Preventing Weight Gain in Residency

This is the time of year when 4th year medical students are winding down and preparing for the “big move” into internship.  Our 4th year students take a special 3 week course to get them ready – a wonderful mix of small groups on professionalism, ACLS training, first night on call beeper emergencies…etc, etc.  It ends with a small group of senior faculty who talk about making the transition to residency.  I wish we’d recorded the talks – they were all really wonderful.  In addition to giving wonderful professional advice,  all of the faculty included advice on taking care of yourself.  It struck me that one of the specific issues that each of them mentioned (well, four out of five) was how much weight they had gained in their internship and residency.

Losing weight is not easy for those that struggle with this issue – but preventing weight gain is not as hard – and should be a goal for every intern and resident!   It’s not hard – you need to increase your activity (a little) and watch out for stupid food choices.   Here’s the “rules” I wish someone had given me before I started my residency (if you have rules you would add, please send a comment!)

1.  No junk food (doughnuts, pizza, hamburgers, etc)

2.  Take healthy food with you to work – especially for call nights.  Keep emergency healthy food in your locker i.e. high quality energy bars, dried fruit/nuts (in appropriate small portions).

3.  Make sure you get an hour of real exercise on days when you are not in the hospital

4.  Take the stairs instead of the elevators.

JAMA. 2010 Mar 24;303(12):1173-9.

Physical activity and weight gain prevention.

Lee IM, Djoussé L, Sesso HD, Wang L, Buring JE.

Division of Preventive Medicine, Department of Medicine, Brigham and Women’s Hospital, Harvard Medical School, Boston, MA 02215, USA.

CONTEXT: The amount of physical activity needed to prevent long-term weight gain is unclear. In 2008, federal guidelines recommended at least 150 minutes per week (7.5 metabolic equivalent [MET] hours per week) of moderate-intensity activity for “substantial health benefits.”

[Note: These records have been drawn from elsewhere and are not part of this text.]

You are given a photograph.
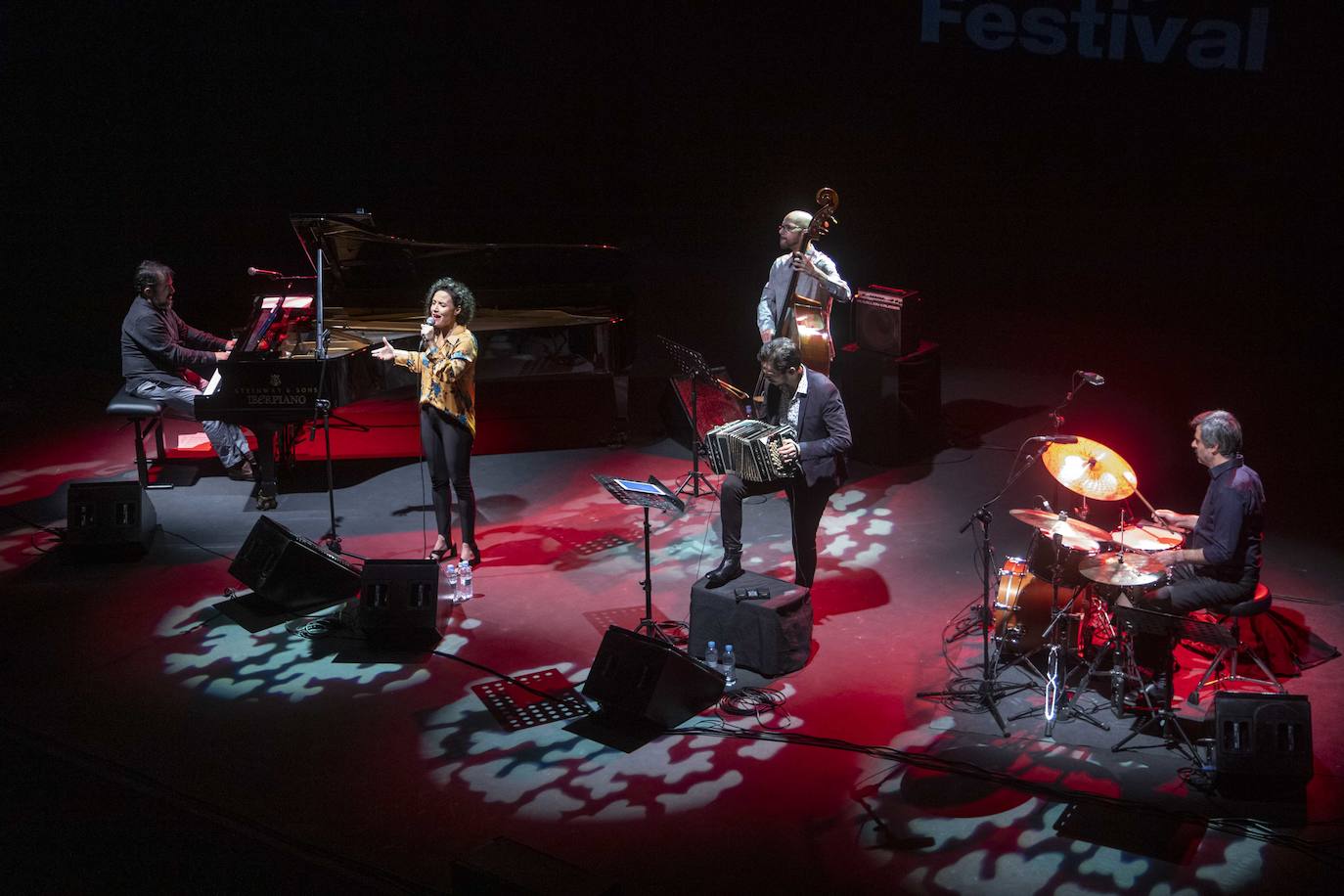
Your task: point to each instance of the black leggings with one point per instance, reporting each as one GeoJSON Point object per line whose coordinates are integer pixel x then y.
{"type": "Point", "coordinates": [448, 450]}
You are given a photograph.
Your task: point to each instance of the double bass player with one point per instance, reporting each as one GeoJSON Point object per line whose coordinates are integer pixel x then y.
{"type": "Point", "coordinates": [816, 273]}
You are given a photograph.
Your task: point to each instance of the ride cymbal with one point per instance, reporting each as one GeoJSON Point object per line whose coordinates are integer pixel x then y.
{"type": "Point", "coordinates": [1075, 532]}
{"type": "Point", "coordinates": [1122, 568]}
{"type": "Point", "coordinates": [1091, 469]}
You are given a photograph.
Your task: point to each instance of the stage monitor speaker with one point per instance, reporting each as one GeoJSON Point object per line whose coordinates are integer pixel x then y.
{"type": "Point", "coordinates": [398, 601]}
{"type": "Point", "coordinates": [291, 571]}
{"type": "Point", "coordinates": [635, 676]}
{"type": "Point", "coordinates": [772, 636]}
{"type": "Point", "coordinates": [886, 320]}
{"type": "Point", "coordinates": [109, 517]}
{"type": "Point", "coordinates": [1262, 738]}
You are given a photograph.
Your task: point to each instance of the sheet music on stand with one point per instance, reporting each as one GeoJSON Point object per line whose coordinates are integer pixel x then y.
{"type": "Point", "coordinates": [1175, 626]}
{"type": "Point", "coordinates": [650, 495]}
{"type": "Point", "coordinates": [689, 360]}
{"type": "Point", "coordinates": [646, 495]}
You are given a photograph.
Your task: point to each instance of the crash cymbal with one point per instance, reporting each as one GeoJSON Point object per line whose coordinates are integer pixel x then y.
{"type": "Point", "coordinates": [1091, 469]}
{"type": "Point", "coordinates": [1122, 568]}
{"type": "Point", "coordinates": [1075, 532]}
{"type": "Point", "coordinates": [1146, 536]}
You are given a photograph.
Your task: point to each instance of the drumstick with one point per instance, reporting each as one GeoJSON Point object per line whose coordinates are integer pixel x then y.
{"type": "Point", "coordinates": [1153, 511]}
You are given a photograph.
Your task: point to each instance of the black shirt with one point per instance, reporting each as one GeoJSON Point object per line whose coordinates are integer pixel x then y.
{"type": "Point", "coordinates": [1232, 521]}
{"type": "Point", "coordinates": [157, 345]}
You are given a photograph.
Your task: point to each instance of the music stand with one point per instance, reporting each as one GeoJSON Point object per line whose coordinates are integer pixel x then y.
{"type": "Point", "coordinates": [646, 495]}
{"type": "Point", "coordinates": [693, 366]}
{"type": "Point", "coordinates": [1174, 628]}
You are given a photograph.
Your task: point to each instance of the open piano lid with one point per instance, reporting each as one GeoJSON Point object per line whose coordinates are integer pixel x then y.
{"type": "Point", "coordinates": [515, 284]}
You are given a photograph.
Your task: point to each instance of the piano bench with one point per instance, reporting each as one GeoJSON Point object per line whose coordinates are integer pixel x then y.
{"type": "Point", "coordinates": [148, 418]}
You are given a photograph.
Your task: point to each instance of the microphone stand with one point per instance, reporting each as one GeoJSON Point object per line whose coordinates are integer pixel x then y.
{"type": "Point", "coordinates": [323, 406]}
{"type": "Point", "coordinates": [988, 692]}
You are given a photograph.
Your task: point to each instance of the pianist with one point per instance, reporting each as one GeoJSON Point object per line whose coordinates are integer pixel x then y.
{"type": "Point", "coordinates": [157, 351]}
{"type": "Point", "coordinates": [446, 367]}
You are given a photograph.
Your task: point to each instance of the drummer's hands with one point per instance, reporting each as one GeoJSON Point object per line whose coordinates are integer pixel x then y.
{"type": "Point", "coordinates": [1168, 558]}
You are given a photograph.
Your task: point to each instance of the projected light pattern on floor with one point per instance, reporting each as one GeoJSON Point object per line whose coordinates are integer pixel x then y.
{"type": "Point", "coordinates": [233, 664]}
{"type": "Point", "coordinates": [550, 774]}
{"type": "Point", "coordinates": [972, 834]}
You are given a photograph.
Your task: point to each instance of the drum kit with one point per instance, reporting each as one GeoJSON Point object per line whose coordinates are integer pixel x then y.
{"type": "Point", "coordinates": [1060, 596]}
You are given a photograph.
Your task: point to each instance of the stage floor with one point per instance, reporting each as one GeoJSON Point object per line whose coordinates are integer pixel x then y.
{"type": "Point", "coordinates": [162, 744]}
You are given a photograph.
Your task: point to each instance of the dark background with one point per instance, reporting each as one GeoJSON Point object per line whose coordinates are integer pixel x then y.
{"type": "Point", "coordinates": [1171, 227]}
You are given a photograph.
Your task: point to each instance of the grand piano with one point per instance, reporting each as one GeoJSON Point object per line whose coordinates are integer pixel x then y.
{"type": "Point", "coordinates": [549, 323]}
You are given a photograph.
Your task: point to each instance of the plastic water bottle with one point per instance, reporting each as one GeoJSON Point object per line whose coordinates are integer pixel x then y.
{"type": "Point", "coordinates": [450, 574]}
{"type": "Point", "coordinates": [464, 582]}
{"type": "Point", "coordinates": [730, 666]}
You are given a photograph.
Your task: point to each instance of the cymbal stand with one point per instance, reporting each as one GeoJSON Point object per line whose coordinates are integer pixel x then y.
{"type": "Point", "coordinates": [988, 692]}
{"type": "Point", "coordinates": [1056, 687]}
{"type": "Point", "coordinates": [1056, 421]}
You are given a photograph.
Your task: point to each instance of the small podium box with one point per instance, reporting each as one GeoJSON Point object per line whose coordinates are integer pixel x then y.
{"type": "Point", "coordinates": [769, 636]}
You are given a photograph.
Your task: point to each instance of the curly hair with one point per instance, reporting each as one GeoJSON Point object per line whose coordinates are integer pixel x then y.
{"type": "Point", "coordinates": [1219, 430]}
{"type": "Point", "coordinates": [463, 298]}
{"type": "Point", "coordinates": [151, 274]}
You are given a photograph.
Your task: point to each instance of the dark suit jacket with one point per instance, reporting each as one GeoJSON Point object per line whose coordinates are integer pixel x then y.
{"type": "Point", "coordinates": [823, 428]}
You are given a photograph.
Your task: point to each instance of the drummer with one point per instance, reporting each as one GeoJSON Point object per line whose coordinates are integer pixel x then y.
{"type": "Point", "coordinates": [1221, 561]}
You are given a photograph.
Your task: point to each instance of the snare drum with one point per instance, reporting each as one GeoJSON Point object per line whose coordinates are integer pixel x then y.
{"type": "Point", "coordinates": [1021, 611]}
{"type": "Point", "coordinates": [1073, 551]}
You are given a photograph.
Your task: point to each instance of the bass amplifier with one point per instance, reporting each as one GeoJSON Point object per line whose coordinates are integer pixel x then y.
{"type": "Point", "coordinates": [886, 320]}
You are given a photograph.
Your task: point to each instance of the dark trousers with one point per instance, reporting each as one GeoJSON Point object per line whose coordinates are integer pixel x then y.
{"type": "Point", "coordinates": [448, 450]}
{"type": "Point", "coordinates": [807, 504]}
{"type": "Point", "coordinates": [1186, 591]}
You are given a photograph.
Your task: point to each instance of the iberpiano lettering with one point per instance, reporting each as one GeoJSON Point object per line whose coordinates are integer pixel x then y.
{"type": "Point", "coordinates": [295, 396]}
{"type": "Point", "coordinates": [1146, 29]}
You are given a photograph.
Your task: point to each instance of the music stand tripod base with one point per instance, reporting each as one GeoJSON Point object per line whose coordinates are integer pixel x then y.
{"type": "Point", "coordinates": [646, 495]}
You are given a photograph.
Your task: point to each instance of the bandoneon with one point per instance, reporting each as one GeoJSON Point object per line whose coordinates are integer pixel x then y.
{"type": "Point", "coordinates": [751, 450]}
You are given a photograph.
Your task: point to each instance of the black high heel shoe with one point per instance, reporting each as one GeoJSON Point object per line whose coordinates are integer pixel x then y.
{"type": "Point", "coordinates": [437, 557]}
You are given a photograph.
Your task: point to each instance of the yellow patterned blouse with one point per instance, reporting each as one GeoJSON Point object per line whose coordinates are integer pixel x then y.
{"type": "Point", "coordinates": [448, 375]}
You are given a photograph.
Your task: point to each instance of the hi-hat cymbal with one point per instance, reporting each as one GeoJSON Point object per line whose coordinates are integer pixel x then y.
{"type": "Point", "coordinates": [1091, 469]}
{"type": "Point", "coordinates": [1075, 532]}
{"type": "Point", "coordinates": [1122, 568]}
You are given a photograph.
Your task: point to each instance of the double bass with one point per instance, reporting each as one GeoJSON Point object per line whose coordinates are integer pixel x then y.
{"type": "Point", "coordinates": [804, 320]}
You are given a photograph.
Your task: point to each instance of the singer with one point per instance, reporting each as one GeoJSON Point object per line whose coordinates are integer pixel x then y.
{"type": "Point", "coordinates": [446, 367]}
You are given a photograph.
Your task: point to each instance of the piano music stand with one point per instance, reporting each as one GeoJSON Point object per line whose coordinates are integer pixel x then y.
{"type": "Point", "coordinates": [693, 366]}
{"type": "Point", "coordinates": [647, 495]}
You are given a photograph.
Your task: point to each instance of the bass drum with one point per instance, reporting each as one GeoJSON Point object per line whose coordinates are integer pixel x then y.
{"type": "Point", "coordinates": [1021, 611]}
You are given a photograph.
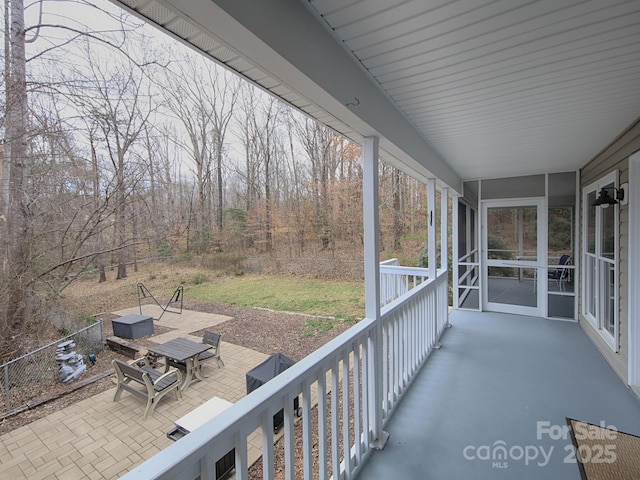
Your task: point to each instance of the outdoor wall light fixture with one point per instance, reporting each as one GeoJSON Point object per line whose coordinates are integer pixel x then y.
{"type": "Point", "coordinates": [604, 199]}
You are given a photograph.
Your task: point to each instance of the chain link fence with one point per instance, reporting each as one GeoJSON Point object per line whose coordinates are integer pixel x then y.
{"type": "Point", "coordinates": [35, 374]}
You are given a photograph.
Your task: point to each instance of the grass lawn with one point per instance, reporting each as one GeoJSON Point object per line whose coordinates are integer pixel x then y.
{"type": "Point", "coordinates": [342, 299]}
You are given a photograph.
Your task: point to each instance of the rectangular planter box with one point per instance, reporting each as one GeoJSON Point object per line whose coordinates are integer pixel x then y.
{"type": "Point", "coordinates": [132, 326]}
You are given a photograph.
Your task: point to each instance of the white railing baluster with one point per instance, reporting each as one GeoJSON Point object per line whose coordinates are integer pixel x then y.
{"type": "Point", "coordinates": [335, 416]}
{"type": "Point", "coordinates": [323, 472]}
{"type": "Point", "coordinates": [242, 454]}
{"type": "Point", "coordinates": [346, 423]}
{"type": "Point", "coordinates": [268, 469]}
{"type": "Point", "coordinates": [289, 440]}
{"type": "Point", "coordinates": [366, 392]}
{"type": "Point", "coordinates": [307, 441]}
{"type": "Point", "coordinates": [357, 411]}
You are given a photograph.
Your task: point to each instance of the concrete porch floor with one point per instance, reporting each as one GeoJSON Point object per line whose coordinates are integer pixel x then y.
{"type": "Point", "coordinates": [502, 380]}
{"type": "Point", "coordinates": [99, 439]}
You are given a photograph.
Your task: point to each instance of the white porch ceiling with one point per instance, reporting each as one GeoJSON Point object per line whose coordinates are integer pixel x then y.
{"type": "Point", "coordinates": [455, 89]}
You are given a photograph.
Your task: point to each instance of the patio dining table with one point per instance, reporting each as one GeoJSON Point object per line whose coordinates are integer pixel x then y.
{"type": "Point", "coordinates": [182, 351]}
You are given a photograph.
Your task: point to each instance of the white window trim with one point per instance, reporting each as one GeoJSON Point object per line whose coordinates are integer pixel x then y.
{"type": "Point", "coordinates": [597, 323]}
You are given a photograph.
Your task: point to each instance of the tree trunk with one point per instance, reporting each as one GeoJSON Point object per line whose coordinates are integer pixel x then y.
{"type": "Point", "coordinates": [16, 236]}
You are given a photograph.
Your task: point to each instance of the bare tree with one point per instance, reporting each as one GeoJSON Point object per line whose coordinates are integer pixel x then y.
{"type": "Point", "coordinates": [202, 97]}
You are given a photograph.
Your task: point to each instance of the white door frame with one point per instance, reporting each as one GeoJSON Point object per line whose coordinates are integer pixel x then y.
{"type": "Point", "coordinates": [539, 264]}
{"type": "Point", "coordinates": [633, 193]}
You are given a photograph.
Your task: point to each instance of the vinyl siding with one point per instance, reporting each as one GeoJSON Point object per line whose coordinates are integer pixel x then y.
{"type": "Point", "coordinates": [614, 157]}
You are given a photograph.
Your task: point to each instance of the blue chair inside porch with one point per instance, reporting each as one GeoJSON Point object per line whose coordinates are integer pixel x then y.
{"type": "Point", "coordinates": [562, 273]}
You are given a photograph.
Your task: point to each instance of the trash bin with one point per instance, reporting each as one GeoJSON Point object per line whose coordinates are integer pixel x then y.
{"type": "Point", "coordinates": [262, 373]}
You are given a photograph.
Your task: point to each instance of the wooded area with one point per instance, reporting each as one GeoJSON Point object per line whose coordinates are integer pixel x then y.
{"type": "Point", "coordinates": [121, 144]}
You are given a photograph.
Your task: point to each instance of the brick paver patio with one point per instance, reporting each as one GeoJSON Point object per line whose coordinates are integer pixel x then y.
{"type": "Point", "coordinates": [99, 439]}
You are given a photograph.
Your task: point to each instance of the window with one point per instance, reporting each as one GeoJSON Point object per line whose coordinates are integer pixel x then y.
{"type": "Point", "coordinates": [600, 262]}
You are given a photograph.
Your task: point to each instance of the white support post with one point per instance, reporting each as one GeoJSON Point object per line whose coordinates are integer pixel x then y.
{"type": "Point", "coordinates": [371, 202]}
{"type": "Point", "coordinates": [431, 227]}
{"type": "Point", "coordinates": [444, 235]}
{"type": "Point", "coordinates": [444, 229]}
{"type": "Point", "coordinates": [632, 193]}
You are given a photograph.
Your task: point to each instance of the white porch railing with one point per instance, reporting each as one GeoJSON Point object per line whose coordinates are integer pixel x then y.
{"type": "Point", "coordinates": [342, 370]}
{"type": "Point", "coordinates": [395, 280]}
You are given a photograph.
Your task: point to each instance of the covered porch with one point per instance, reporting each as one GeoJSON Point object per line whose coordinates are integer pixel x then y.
{"type": "Point", "coordinates": [502, 380]}
{"type": "Point", "coordinates": [465, 97]}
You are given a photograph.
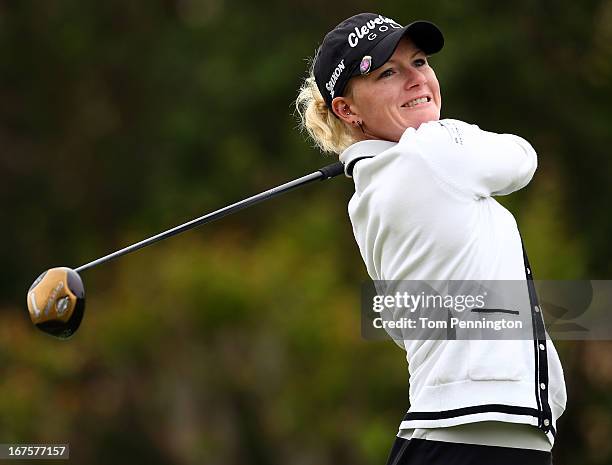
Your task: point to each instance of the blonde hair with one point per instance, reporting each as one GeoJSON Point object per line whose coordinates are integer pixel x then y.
{"type": "Point", "coordinates": [327, 131]}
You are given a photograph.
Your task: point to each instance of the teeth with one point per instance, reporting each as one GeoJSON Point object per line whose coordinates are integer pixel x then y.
{"type": "Point", "coordinates": [416, 101]}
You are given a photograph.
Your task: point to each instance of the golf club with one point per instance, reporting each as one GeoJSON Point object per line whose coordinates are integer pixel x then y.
{"type": "Point", "coordinates": [56, 299]}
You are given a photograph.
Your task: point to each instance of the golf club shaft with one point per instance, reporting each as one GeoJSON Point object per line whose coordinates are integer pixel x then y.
{"type": "Point", "coordinates": [322, 174]}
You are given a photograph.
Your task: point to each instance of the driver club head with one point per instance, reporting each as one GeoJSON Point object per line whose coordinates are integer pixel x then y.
{"type": "Point", "coordinates": [56, 302]}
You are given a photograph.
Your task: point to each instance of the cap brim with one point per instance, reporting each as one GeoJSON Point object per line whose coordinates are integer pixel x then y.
{"type": "Point", "coordinates": [425, 35]}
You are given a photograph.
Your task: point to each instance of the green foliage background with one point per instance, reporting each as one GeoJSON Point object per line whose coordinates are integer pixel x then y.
{"type": "Point", "coordinates": [239, 342]}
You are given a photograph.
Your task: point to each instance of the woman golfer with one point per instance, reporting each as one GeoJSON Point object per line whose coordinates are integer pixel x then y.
{"type": "Point", "coordinates": [423, 209]}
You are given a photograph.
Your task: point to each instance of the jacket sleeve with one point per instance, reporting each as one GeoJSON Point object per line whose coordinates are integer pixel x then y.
{"type": "Point", "coordinates": [477, 162]}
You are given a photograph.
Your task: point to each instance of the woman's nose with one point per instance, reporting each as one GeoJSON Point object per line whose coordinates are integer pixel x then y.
{"type": "Point", "coordinates": [415, 77]}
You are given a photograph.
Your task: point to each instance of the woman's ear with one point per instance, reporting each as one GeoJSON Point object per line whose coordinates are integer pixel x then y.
{"type": "Point", "coordinates": [344, 109]}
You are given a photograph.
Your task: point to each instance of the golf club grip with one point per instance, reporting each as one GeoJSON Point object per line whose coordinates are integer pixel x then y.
{"type": "Point", "coordinates": [332, 170]}
{"type": "Point", "coordinates": [324, 173]}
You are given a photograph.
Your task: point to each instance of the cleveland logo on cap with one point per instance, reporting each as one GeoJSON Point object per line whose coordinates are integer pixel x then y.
{"type": "Point", "coordinates": [368, 27]}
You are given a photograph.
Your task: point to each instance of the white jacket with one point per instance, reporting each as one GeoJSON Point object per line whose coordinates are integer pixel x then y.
{"type": "Point", "coordinates": [423, 209]}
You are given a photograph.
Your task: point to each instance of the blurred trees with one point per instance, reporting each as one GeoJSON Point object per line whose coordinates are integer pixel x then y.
{"type": "Point", "coordinates": [239, 342]}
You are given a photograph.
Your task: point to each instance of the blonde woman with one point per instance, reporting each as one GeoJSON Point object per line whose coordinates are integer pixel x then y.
{"type": "Point", "coordinates": [423, 209]}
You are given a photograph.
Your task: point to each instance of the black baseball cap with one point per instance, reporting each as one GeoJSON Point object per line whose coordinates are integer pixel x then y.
{"type": "Point", "coordinates": [363, 43]}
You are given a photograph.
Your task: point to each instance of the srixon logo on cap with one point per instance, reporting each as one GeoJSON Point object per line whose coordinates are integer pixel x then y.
{"type": "Point", "coordinates": [334, 78]}
{"type": "Point", "coordinates": [380, 24]}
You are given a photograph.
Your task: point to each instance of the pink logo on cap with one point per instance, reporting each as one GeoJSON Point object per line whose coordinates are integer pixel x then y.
{"type": "Point", "coordinates": [365, 65]}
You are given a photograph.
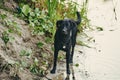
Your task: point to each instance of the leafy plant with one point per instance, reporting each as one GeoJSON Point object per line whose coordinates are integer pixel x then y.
{"type": "Point", "coordinates": [26, 52]}
{"type": "Point", "coordinates": [40, 44]}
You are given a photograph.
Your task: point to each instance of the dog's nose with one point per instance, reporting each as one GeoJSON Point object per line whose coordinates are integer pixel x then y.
{"type": "Point", "coordinates": [64, 32]}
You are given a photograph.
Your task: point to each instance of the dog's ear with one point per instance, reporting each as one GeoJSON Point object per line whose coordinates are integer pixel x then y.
{"type": "Point", "coordinates": [58, 23]}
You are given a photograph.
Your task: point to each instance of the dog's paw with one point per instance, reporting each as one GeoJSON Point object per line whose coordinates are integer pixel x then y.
{"type": "Point", "coordinates": [52, 71]}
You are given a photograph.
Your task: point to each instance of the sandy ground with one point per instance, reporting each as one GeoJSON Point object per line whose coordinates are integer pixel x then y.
{"type": "Point", "coordinates": [102, 61]}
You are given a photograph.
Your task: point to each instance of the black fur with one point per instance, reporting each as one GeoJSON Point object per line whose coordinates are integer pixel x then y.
{"type": "Point", "coordinates": [65, 39]}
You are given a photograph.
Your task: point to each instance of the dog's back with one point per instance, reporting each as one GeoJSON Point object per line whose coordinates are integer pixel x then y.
{"type": "Point", "coordinates": [65, 39]}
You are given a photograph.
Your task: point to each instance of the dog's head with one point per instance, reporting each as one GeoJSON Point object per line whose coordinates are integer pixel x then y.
{"type": "Point", "coordinates": [64, 26]}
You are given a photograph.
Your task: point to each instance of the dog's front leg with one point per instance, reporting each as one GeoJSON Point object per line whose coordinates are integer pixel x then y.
{"type": "Point", "coordinates": [68, 61]}
{"type": "Point", "coordinates": [55, 61]}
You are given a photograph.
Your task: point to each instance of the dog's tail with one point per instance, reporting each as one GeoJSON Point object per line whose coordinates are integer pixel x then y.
{"type": "Point", "coordinates": [78, 21]}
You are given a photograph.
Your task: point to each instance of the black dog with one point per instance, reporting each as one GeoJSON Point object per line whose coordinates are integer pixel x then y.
{"type": "Point", "coordinates": [65, 39]}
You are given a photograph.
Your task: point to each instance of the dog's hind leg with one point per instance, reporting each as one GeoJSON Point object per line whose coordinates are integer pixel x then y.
{"type": "Point", "coordinates": [68, 61]}
{"type": "Point", "coordinates": [55, 61]}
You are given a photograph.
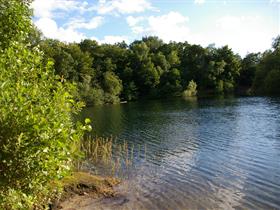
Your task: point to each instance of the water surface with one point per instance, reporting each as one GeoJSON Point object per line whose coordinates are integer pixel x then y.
{"type": "Point", "coordinates": [200, 154]}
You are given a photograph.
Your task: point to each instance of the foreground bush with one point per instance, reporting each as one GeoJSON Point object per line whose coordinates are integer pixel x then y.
{"type": "Point", "coordinates": [37, 136]}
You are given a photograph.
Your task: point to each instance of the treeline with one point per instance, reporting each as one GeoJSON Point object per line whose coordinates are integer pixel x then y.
{"type": "Point", "coordinates": [151, 68]}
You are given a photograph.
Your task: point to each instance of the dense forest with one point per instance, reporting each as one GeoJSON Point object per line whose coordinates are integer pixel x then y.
{"type": "Point", "coordinates": [150, 68]}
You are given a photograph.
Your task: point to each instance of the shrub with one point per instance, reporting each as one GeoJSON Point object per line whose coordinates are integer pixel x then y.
{"type": "Point", "coordinates": [37, 136]}
{"type": "Point", "coordinates": [191, 89]}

OBJECTIVE: To examine the association of different amounts of physical activity with long-term weight changes among women consuming a usual diet.

DESIGN, SETTING, AND PARTICIPANTS: A prospective cohort study involving 34,079 healthy US women (mean age, 54.2 years) from 1992-2007. At baseline and months 36, 72, 96, 120, 144, and 156, women reported their physical activity and body weight. Women were classified as expending less than 7.5, 7.5 to less than 21, and 21 or more MET hours per week of activity at each time. Repeated-measures regression prospectively examined physical activity and weight change over intervals averaging 3 years.

MAIN OUTCOME MEASURE: Change in weight.

RESULTS: Women gained a mean of 2.6 kg throughout the study. A multivariate analysis comparing women expending 21 or more MET hours per week with those expending from 7.5 to less than 21 MET hours per week showed that the latter group gained a mean (SD) 0.11 kg (0.04 kg; P = .003) over a mean interval of 3 years, and those expending less than 7.5 MET hours per week gained 0.12 kg (0.04; P = .002). There was a significant interaction with body mass index (BMI), such that there was an inverse dose-response relation between activity levels and weight gain among women with a BMI of less than 25 (P for trend < .001) but no relation among women with a BMI from 25 to 29.9 (P for trend = .56) or with a BMI of 30.0 or higher (P for trend = .50). A total of 4540 women (13.3%) with a BMI lower than 25 at study start successfully maintained their weight by gaining less than 2.3 kg throughout. Their mean activity level over the study was 21.5 MET hours per week (approximately 60 minutes a day of moderate-intensity activity).

CONCLUSIONS: Among women consuming a usual diet, physical activity was associated with less weight gain only among women whose BMI was lower than 25. Women successful in maintaining normal weight and gaining fewer than 2.3 kg over 13 years averaged approximately 60 minutes a day of moderate-intensity activity throughout the study.